Check for duplication errors on Magic Eden…(Oh crap…there are too many errors…to count…)
Tell the community not to panic, not to list, and not to buy…(Thanks to the discord mods…)
Call the devs partners in a different timezone…(can you call so and so about the metadata).
Check the metadata files for corruption…(looks ok, everything is in correspondence.)
Call the devs…(hey — what happened?)
Let’s run the update again…(still no change…?)
Here’s the cache file…(check the file for an hour, looks like it’s corrupted…!@#@ what happened?)
People are listing their corrupted cats…(a couple of sales went through…)
Get some sleep, let’s try again when people wake up in their different timezones…
We’re fixing it ok — it might just take a while…check on Solscan…Magic Eden’s cache takes a while to update…
Ok, it looks like it’s mostly clear.
There’s a couple odds and ends, but everything seems fine now.

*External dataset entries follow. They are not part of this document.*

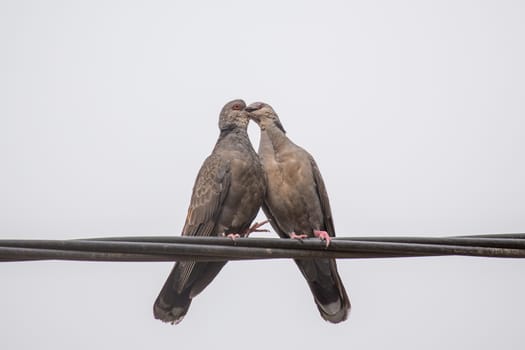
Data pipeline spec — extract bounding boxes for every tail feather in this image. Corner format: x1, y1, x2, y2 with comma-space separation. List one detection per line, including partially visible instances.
295, 259, 350, 323
153, 262, 226, 324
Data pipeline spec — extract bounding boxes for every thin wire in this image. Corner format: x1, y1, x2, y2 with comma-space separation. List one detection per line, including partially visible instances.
0, 233, 525, 261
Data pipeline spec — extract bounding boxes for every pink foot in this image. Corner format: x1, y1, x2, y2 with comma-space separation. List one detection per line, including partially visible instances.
226, 233, 241, 241
290, 232, 308, 239
314, 231, 332, 247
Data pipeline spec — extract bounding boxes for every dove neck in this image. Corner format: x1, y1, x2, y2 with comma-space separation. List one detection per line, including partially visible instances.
217, 127, 250, 145
261, 125, 290, 152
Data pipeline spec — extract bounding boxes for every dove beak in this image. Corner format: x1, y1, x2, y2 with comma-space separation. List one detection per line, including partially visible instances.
244, 102, 263, 112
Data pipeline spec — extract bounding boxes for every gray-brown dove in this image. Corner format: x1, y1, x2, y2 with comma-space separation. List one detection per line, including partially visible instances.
153, 100, 266, 323
246, 102, 350, 323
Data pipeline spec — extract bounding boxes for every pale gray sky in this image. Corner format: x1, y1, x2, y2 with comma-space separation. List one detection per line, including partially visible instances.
0, 0, 525, 350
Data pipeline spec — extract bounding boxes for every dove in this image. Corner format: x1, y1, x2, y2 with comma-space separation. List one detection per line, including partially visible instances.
153, 100, 266, 324
246, 102, 350, 323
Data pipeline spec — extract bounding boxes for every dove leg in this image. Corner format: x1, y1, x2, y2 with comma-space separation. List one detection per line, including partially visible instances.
290, 232, 308, 239
314, 231, 331, 247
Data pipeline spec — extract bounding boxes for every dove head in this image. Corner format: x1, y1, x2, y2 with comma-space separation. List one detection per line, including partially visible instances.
219, 100, 250, 131
245, 102, 286, 133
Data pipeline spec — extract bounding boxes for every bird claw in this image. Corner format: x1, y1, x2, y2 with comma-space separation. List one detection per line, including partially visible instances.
314, 231, 331, 248
226, 233, 241, 241
243, 220, 270, 237
290, 232, 308, 240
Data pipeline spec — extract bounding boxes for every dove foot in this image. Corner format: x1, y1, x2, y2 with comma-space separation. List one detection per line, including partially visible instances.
290, 232, 308, 239
226, 233, 241, 241
314, 231, 331, 247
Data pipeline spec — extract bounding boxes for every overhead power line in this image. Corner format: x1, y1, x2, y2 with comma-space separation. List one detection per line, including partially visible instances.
0, 233, 525, 261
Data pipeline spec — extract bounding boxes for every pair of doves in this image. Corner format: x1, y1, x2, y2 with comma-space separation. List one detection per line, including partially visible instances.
153, 100, 350, 324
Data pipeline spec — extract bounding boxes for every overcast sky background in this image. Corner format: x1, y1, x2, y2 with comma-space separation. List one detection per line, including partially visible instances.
0, 0, 525, 350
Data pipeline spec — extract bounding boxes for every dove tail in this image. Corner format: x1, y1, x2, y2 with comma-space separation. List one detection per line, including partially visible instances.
153, 261, 226, 324
295, 259, 350, 323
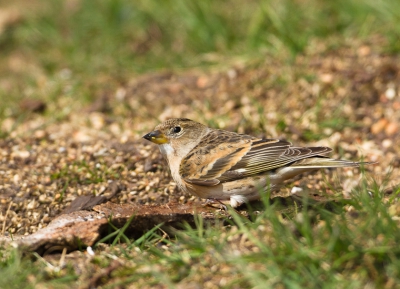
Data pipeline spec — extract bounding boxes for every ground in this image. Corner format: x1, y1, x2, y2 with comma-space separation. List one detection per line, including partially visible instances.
0, 1, 400, 288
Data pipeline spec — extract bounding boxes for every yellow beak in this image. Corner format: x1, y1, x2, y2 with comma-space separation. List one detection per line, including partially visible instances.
143, 130, 168, 144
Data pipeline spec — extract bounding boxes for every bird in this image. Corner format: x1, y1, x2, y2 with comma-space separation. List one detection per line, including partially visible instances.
143, 118, 369, 208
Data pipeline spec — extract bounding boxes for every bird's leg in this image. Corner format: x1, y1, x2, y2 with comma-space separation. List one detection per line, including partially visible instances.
203, 198, 228, 211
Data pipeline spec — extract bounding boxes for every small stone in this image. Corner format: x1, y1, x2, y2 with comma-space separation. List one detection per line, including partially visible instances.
385, 122, 399, 136
371, 118, 388, 134
382, 139, 393, 149
385, 87, 396, 100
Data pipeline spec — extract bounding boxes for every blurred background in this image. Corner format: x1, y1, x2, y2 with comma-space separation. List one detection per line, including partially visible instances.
0, 0, 400, 140
0, 0, 400, 288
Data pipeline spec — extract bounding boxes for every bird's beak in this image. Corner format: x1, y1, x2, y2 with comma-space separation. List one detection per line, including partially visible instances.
143, 130, 168, 144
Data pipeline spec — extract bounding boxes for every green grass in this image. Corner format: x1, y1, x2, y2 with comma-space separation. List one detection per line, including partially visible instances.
0, 179, 400, 288
0, 0, 400, 288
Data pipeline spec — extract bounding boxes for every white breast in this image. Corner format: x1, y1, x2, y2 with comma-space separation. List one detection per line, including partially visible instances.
159, 144, 186, 191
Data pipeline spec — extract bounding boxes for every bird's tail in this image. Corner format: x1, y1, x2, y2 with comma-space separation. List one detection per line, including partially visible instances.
291, 158, 375, 169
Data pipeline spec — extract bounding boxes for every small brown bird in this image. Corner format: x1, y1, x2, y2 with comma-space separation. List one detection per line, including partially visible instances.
143, 118, 367, 208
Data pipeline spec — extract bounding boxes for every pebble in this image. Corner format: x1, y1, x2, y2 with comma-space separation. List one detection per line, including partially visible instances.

Make another announcement on Discord, sort out the refunds for those that bought cats…manage the reaction…
Let’s check it all again…
It’s easier to break something than to build it. And, as simple as it seems, there are a lot of moving parts in an NFT collection. At this point, now that things are mostly back to where they were before, and the intended upgrades have kicked in — it’s been an interesting lesson for us as a team. Coordination and reliability are big, big factors in business, but things also have to be fault tolerant, especially when everybody is working in a different timezone.
Our promise is that at each iteration we will get better as a team, and continue to deliver real-value to our various stakeholders: particularly, the O.G. Gorecats buyers. Thank you for sticking with us, and being patient, things do go wrong sometimes: And, they can go wrong badly and quickly, but they can also be rectified quickly and well.
This week has been about rolling the dice, Zombie cats are coming, and we’re building up to some exciting utility that will make the whole project better, and give it long term value. So, in general, while this was a snag — keep in mind that we are focussed on the long game.